This project (on the course EECS738 Machine Learning 2023 Spring) focuses on generating descriptive captions for images using a combination of Convolutional Neural Networks (CNNs) and Recurrent Neural Networks (RNNs). The main goal is to bridge the gap between visual understanding and natural language processing by training a model that can accurately describe the content of an image in English.
- Utilizes a pre-trained ResNet50 model as the encoder to extract features from images.
- Employs an LSTM-based decoder to generate descriptive captions based on the features extracted by the CNN.
- Includes functionality to evaluate the model's performance using BLEU scores for a comprehensive assessment of the generated captions' quality.

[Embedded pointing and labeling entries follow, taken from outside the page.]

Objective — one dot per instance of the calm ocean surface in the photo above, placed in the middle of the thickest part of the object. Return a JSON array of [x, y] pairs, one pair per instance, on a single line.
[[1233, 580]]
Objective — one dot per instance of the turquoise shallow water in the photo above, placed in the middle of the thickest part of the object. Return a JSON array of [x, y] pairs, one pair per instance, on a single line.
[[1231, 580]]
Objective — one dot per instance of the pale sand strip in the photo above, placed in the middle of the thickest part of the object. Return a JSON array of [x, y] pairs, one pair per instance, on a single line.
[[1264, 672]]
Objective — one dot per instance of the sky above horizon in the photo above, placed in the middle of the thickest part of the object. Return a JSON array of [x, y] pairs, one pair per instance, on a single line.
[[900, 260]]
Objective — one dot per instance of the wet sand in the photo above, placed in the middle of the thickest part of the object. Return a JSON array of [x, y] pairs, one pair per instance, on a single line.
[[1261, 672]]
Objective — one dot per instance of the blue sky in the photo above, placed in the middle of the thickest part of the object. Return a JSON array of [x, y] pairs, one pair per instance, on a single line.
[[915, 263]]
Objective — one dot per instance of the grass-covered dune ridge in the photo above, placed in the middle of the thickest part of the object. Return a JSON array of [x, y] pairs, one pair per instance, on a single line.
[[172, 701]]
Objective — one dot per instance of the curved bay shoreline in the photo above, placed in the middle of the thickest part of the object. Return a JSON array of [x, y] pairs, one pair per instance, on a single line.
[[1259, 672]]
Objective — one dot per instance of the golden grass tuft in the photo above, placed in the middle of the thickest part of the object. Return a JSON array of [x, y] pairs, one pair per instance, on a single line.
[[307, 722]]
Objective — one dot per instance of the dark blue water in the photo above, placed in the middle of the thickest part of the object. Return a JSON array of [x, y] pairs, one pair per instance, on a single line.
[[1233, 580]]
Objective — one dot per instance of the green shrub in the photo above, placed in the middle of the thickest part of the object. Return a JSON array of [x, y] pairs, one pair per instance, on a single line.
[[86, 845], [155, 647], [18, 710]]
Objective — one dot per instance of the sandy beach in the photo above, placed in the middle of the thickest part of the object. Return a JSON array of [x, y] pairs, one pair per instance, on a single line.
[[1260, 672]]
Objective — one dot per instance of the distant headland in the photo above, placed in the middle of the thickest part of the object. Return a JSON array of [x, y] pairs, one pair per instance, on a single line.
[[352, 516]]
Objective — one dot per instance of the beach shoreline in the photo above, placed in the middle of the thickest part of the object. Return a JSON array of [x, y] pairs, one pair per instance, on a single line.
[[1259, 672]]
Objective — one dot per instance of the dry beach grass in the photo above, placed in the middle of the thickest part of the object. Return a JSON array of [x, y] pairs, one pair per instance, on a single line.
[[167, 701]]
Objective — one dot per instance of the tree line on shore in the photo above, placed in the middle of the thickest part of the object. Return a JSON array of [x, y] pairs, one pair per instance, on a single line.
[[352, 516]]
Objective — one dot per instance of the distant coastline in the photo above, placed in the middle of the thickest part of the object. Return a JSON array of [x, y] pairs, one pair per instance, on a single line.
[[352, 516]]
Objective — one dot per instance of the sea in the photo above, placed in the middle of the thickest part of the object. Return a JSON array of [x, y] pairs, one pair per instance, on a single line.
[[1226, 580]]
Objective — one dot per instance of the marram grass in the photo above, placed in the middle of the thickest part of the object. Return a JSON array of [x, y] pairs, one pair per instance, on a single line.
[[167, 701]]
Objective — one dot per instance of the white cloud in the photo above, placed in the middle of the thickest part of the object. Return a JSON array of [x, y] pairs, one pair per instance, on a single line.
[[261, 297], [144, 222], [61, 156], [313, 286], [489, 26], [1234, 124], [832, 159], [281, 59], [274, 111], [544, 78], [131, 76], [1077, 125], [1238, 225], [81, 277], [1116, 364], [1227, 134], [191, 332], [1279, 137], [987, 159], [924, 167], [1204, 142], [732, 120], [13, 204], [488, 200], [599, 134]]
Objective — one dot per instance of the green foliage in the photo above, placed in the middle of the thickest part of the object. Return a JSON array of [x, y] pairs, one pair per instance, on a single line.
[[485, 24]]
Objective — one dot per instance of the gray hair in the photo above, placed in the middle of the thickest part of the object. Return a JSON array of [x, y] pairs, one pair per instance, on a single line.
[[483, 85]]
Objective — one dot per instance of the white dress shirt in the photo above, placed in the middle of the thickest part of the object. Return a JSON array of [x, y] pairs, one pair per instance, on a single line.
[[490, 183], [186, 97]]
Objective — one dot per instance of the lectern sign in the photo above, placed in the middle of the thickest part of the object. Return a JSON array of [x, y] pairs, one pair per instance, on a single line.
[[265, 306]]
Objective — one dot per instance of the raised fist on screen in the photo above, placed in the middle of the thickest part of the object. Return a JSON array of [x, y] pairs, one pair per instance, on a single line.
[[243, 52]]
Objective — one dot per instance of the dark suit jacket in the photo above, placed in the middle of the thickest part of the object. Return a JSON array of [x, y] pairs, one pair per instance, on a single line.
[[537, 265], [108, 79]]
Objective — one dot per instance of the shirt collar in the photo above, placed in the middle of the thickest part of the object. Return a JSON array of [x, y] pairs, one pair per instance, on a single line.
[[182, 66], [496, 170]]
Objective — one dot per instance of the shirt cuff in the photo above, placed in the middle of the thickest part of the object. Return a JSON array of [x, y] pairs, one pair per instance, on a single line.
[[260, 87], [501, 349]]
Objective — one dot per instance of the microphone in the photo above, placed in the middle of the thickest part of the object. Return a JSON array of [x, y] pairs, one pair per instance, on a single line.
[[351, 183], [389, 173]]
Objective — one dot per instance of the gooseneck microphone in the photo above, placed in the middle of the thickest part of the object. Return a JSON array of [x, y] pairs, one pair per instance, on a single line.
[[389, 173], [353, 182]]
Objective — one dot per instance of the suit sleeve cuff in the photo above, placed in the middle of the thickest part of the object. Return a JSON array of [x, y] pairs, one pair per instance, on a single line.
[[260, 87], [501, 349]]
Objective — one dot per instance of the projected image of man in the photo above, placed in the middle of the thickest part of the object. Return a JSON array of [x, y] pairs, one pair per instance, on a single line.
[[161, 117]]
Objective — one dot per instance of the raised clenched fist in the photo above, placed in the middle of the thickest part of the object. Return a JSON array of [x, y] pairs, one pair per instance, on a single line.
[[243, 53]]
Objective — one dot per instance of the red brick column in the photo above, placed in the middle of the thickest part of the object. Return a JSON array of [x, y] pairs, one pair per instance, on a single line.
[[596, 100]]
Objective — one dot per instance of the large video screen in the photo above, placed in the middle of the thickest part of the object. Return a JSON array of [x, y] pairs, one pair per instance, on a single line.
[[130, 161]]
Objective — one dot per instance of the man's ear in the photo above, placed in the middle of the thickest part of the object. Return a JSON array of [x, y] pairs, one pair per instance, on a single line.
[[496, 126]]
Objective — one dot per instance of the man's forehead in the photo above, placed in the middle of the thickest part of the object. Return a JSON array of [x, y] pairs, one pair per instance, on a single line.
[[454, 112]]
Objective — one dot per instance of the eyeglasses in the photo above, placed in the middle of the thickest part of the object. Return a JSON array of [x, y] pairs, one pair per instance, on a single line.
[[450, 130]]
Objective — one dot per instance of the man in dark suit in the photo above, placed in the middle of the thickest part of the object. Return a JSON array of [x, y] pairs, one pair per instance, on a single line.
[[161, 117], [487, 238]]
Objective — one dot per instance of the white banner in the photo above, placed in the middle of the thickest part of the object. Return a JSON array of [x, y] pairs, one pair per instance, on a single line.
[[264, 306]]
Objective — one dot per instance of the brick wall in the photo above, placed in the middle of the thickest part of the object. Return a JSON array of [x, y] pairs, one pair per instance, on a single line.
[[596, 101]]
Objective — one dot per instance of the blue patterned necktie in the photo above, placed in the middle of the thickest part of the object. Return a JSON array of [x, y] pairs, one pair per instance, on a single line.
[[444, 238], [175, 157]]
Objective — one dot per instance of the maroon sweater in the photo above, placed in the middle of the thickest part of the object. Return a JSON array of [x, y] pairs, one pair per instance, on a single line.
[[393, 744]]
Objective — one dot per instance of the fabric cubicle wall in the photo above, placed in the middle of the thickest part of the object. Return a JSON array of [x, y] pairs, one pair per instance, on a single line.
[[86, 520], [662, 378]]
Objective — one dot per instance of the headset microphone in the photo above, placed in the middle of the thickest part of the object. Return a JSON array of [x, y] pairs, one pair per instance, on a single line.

The project uses the Flickr8k dataset, which is not included in the repository. Please download the dataset and place it in the data/flickr8k directory with subdirectories for images and captions.txt.
-
Train the model by runnig the file
resnet2RNN-train.ipynborresnet2RNN-train.py -
Result is stored in the file
resnet-output_3e4.txt
Make sure to adjust the paths in the code to match your dataset's location.
- The
EncoderCNNclass uses ResNet50 to extract feature vectors from input images. - The
DecoderRNNclass generates captions based on the features provided by the encoder. - The
CNNtoRNNclass combines the encoder and decoder for end-to-end training and caption generation. - The script includes functions for saving and loading model checkpoints, printing example captions, and calculating BLEU scores for evaluation.
MIT
- The project utilizes the transformers library by Hugging Face for tokenization.
- The CNN architecture is based on the ResNet50 model, and the RNN utilizes LSTM for sequence generation.